KÖNIG GALERIE presents DANDY DIARY: Documenta Opening

Am Freitag war es also so weit, der langerwartete Vorabend vor der offiziellen Eröffnung der DOCUMENTA war gekommen, der wichtigsten Kunstschau der Welt, und damit eben auch der Abend unserer großen Eröffnungsgala, die uns zurückführen sollte, in die Stadt unserer Jugend, die Stadt in der unsere Eltern leben und wir einst auch, die Stadt in der ich studierte und lernte und wo wir von Jungen zu Männern wurden.

Deutschlands angesagteste und damit natürlich auch beste Galerie, die KÖNIG GALERIE, hatte uns unter ihre Fittiche genommen und so feierten wir gemeinsam: in celebration of documenta.

Zwei Etagen unter der Erde, in der Weinkirche, einer ehemaligen Weinhandlung aus Tagen vor dem großen Krieg und der richtigen Zerstörung fast ganz Kassels, einem Weinbunker also, der unter all dem Hass stehen blieb, feierten wir die Kunst – und mit uns feierte die Berliner Hip Hop-Crew GARMA KANG, die dermaßen Leben in das tote Gemäuer bliesen, dass es fast zu viel war und der Sauerstoff sehr knapp wurde, die Bühne beinahe brach und alle schier wahnsinnig wurden, vor Energie: Power! Und dann natürlich Lars Eidinger, der die Rolle des DJs mindestens genauso gut und: ja, natürlich!, oscar-reif darbot, wie alle anderen Rollen, die er am Theater und im Fernsehen und doch bitte bald auch endlich in Hollywood, auf der ganz großen Leinwand oder zumindest dem etwas kleineren Screen von Netflix spielt. Und die ehemaligen Kasseler Quid Haden und Philip Mollenkott, mit denen wir hier einst Wohngemeinschaften und das Leben geteilt hatten und die jetzt mit uns in Berlin wohnen. Alles war genau so richtig.

Johann König, der große Galerist aus Berlin, der uns hier einführte, in die Kunstszene, derwischte auf der Bühne wie kein Zweiter und verschliss mindestens drei T-Shirts, auf denen er selbst zu sehen war, abgelichtet von Juergen Teller, dem weltbekannten Fotografen. Und dann waren da natürlich auch alle anderen, die zur documenta gekommen waren, weil sie eben sehen wollten, was da in der Weinkirche los ist und warum hunderte Menschen vor der Tür eine Schlange bildeten und geduldig warteten, bis sie reingelassen wurden, hinab in den Keller, in den Wahnsinn, die Hitze.

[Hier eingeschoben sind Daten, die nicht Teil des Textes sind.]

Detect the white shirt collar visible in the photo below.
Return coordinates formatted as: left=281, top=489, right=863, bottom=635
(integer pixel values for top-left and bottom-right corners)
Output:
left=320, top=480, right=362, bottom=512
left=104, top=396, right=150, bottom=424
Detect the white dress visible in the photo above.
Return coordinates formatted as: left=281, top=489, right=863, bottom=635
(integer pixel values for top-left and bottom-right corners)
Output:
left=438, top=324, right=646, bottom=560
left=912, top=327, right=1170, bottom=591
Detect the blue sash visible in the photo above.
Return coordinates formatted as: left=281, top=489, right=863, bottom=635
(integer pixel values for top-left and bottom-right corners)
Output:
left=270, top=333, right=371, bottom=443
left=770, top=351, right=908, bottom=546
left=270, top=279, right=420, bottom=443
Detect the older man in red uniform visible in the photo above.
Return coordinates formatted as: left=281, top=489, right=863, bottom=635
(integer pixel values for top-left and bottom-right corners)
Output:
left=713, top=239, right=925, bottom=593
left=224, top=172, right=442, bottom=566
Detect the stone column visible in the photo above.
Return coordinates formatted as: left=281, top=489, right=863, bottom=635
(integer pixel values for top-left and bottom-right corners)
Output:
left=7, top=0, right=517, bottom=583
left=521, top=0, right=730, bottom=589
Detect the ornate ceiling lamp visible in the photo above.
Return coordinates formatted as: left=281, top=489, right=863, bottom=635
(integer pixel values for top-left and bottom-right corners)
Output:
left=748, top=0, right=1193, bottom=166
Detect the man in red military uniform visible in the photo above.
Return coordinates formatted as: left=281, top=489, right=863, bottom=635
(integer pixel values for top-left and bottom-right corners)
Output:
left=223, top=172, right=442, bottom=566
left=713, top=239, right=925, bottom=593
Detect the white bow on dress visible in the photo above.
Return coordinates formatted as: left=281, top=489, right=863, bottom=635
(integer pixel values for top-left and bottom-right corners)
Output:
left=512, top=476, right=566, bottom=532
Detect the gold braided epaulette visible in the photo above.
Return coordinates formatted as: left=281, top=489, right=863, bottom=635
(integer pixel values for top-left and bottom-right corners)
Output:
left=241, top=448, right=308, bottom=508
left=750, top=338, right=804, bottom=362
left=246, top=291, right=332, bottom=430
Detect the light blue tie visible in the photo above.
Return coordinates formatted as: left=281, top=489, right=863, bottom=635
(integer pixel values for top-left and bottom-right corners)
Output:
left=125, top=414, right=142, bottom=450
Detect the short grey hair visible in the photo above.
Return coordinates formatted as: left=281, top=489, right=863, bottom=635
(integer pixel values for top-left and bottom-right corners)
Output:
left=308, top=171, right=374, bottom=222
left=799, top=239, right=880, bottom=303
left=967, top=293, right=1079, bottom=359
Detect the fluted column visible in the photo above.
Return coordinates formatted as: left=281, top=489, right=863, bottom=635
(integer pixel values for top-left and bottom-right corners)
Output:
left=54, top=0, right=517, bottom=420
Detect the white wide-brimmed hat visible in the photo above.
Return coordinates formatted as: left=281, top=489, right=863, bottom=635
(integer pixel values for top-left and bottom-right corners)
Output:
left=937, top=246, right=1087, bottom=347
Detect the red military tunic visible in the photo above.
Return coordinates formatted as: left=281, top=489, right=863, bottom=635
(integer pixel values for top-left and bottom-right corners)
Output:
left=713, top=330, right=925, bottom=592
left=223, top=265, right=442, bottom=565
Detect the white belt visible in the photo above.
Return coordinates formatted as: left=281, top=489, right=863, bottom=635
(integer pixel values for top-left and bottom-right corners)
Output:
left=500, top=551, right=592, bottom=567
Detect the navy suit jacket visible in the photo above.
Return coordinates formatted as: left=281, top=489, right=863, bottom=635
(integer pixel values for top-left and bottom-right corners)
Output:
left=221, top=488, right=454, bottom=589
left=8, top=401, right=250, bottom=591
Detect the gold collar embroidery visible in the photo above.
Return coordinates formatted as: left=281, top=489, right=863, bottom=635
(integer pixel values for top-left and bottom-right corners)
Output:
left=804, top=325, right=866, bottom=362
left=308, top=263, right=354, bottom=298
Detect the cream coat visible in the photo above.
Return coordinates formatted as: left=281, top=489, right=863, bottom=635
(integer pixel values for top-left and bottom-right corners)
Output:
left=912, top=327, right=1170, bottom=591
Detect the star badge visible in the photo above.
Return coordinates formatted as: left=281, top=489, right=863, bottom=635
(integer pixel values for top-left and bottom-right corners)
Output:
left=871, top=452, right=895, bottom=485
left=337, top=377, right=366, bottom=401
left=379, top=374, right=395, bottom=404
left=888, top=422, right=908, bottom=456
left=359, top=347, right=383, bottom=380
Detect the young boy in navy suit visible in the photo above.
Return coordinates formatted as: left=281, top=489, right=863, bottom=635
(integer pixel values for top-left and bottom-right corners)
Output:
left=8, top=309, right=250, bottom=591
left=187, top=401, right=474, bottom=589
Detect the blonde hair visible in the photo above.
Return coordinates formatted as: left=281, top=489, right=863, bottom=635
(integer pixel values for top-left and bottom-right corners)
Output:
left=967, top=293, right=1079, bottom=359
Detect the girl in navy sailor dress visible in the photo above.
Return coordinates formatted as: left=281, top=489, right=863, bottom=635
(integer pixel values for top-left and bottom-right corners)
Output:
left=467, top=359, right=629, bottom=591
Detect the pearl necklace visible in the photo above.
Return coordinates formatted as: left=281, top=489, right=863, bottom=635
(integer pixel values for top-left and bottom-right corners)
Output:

Es war, soviel können wir sagen, ein großes Fest, angemessen, für diese große Kunstschau, für unsere Heimatstadt und die Geburt der lange währenden Liaison zwischen der KÖNIG GALERIE und DANDY DIARY.

Vielen und tausendfachen Dank an alle die da waren, an unsere großzügigen, wie -mütigen Sponsoren, nein: Partner!, von YSL BEAUTÉ, ohne die das nicht möglich gewesen wäre, was dann eben doch möglich war und einen bleibenden Eindruck hinterlassen hat, auf jeden Fall bei uns und hoffentlich auch bei allen anderen. Und danke natürlich auch an HEINEKEN, die uns seit Jahren mit eiskaltem Bier an den irrsten Orten aushelfen und die Gemüter kühlen, wenn es hitzig wird und man nichts dringender braucht, als ein die kehle hinabperlendes Heineken. Und auch danke an Tanqueray, die uns ihr Premium-Produkt Tanqueray Ten in rauesten Mengen lieferten und danke an Absolut Vodka, für reinsten, feinsten und letztlich auch bestaussehenden Vodka. Es wäre eine sehr trockene Veranstaltung geworden, ohne diese Unterstützung.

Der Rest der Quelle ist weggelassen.